40歳のインディーズ農家です、毎日楽しく仕事してます。

好きな食べ物

いとこの新年会に呼ばれ箱詰めした茄子を持っていった。
入れ物は数年前まで出荷に使っていた5kg用の段ボールで、側面に『なす』と大きく書かれている。
電車に乗り、最寄り駅からはタクシーで向かう。
行き先を伝えるや否や初老の運転手さんは「それはどこの茄子?どんな茄子?」と運転中に後ろを振り向きそうな勢いで質問してきた。
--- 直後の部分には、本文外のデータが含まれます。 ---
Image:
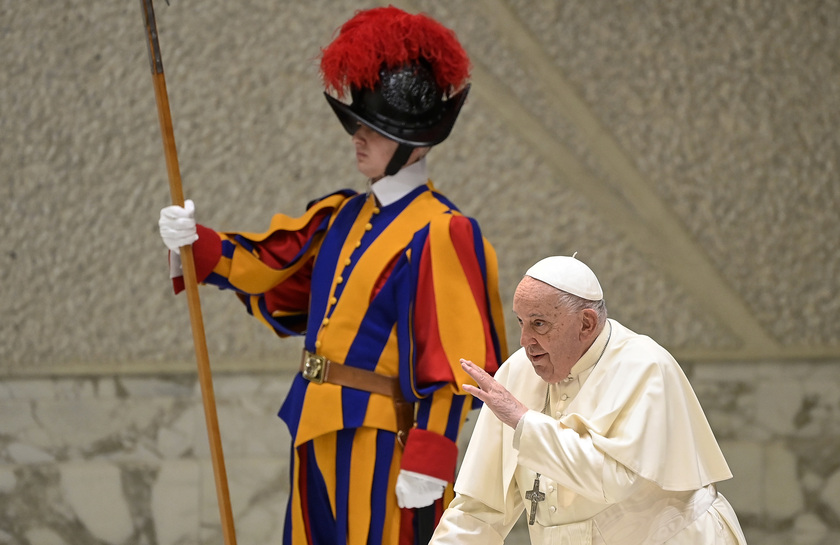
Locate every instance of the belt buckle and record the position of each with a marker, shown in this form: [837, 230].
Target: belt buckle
[313, 368]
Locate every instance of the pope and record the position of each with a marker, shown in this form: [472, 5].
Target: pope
[589, 428]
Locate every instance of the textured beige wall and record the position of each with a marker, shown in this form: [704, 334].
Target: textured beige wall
[719, 118]
[686, 150]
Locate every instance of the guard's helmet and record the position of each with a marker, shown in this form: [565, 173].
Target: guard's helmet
[406, 75]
そこで「稲沢産だよ、僕が作ってる」と伝えると「ワシ野菜はあんまり好きじゃないが、なんでか茄子は好きでな。あとはおでんの大根くらいだわ」と嬉しそうに教えてくれた。
途中、美味い食べ物の話で盛り上がる。
目的地に着いて料金を払おうとすると、運転手さんが車を路肩に寄せたまま「食べたいで代引きでも着払いでもいいで送ってくれんか 」とメモ帳に連絡先を慌てて書いて渡された。
僕は、お釣りとメモ書きをポケットに入れながら「春になったらもっと美味くなるから、そんな頃食べたくなったら連絡してね」と名刺を渡した。
「届いたら息子達に分けたるわ」と笑顔で別れた。
食べ物に執着のある人は好きだな。